The notion that you could perform surgery on a fetus was pioneered by Michael Harrison at the University of California in San Francisco. Guided by an improved ultrasound technology, it was he who reported, in 1981, that surgical intervention to relieve a urinary tract obstruction in a fetus was possible.
”I was frustrated taking care of newborns,” says N. Scott Adzick, who trained with Harrison and is surgeon in chief at the Children’s Hospital of Philadelphia.

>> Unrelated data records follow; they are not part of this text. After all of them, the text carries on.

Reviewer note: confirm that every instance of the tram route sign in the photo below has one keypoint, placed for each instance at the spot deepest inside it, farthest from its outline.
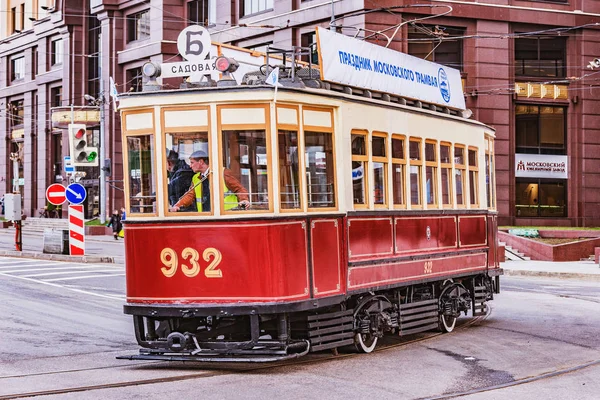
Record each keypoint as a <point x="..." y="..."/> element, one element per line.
<point x="76" y="193"/>
<point x="55" y="194"/>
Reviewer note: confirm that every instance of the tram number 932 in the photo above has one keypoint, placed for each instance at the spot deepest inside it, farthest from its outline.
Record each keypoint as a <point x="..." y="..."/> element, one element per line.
<point x="170" y="261"/>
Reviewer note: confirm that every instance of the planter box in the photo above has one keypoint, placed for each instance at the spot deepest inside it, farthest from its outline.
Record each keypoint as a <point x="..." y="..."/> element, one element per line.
<point x="546" y="252"/>
<point x="98" y="230"/>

When children are born with malformations, damage is often done to the organ systems before birth; obstructive valves in the urinary system cause fluid to back up and damage the kidneys, or an opening in the diaphragm allows loops of intestine to move up into the chest and crowd out the lungs. ”It’s like a lot of things in medicine,” Adzick says,”if you’d only gotten there earlier on, you could have prevented the damage. I felt it might make sense to treat certain life-threatening malformations before birth.” Of course, it makes so much sense!

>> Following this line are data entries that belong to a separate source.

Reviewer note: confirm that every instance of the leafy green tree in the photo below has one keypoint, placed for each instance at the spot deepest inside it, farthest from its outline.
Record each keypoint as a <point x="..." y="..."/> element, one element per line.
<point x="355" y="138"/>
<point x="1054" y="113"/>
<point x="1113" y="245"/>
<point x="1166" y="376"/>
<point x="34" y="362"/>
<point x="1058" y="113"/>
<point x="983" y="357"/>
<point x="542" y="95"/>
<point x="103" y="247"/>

Eighteen years ago, in-vitro fertilization was tabloid news: test-tube babies! Now IVF is a standard therapy, an insurance wrangle, another medical term instantly understood by most lay people. Enormous advertisements in daily newspapers offer IVF, egg-donation programs, even the newer technique of ICSI intracytoplasmic sperm injection as consumer alternatives. It used to be, for women at least, that genetic and gestational motherhood were one and the same. It is now possible to have your own fertilized egg carried by a surrogate or, much more commonly, to go through a pregnancy carrying an embryo formed from someone else’s egg.
We ask, is it really very likely that any significant proportion of women would take advantage of an artificial womb? Could we ever reach a point where the desire to carry your own fetus in your own womb will seem a willful rejection of modern health and hygiene given the strong desire to be pregnant, which drives many women to request donor eggs and go through biological motherhood without a genetic connection to the fetus. Should Motherism fly in the face of Common Sense, with due regard to the fact that Common Sense is not so common (With the fact in mind that there are some mothers in a country that I will not name breast feed their children ‘til they are 4 years OLD)?

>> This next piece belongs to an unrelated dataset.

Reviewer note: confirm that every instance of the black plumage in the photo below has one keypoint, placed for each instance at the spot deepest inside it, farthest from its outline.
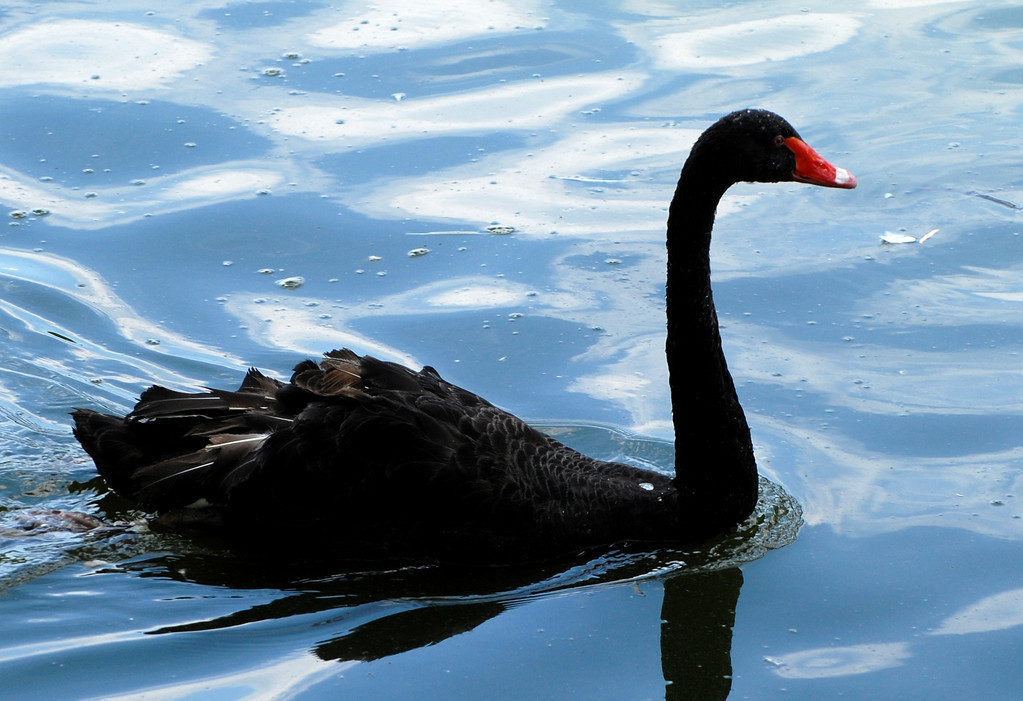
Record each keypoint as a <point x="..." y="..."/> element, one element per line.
<point x="359" y="457"/>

Ultimately, would you Oh women of Kenya and other African societies subscribe to motherhood gestationally without genetic attachment or with it (men you can say what you feel, too)? Will the African society give in to these things? Anyway, sometimes Science and Culture don’t have a meeting point. Personally, I look forward to more progress towards stranger-than-fiction technological realities in reproductive medicine. Here, here I say!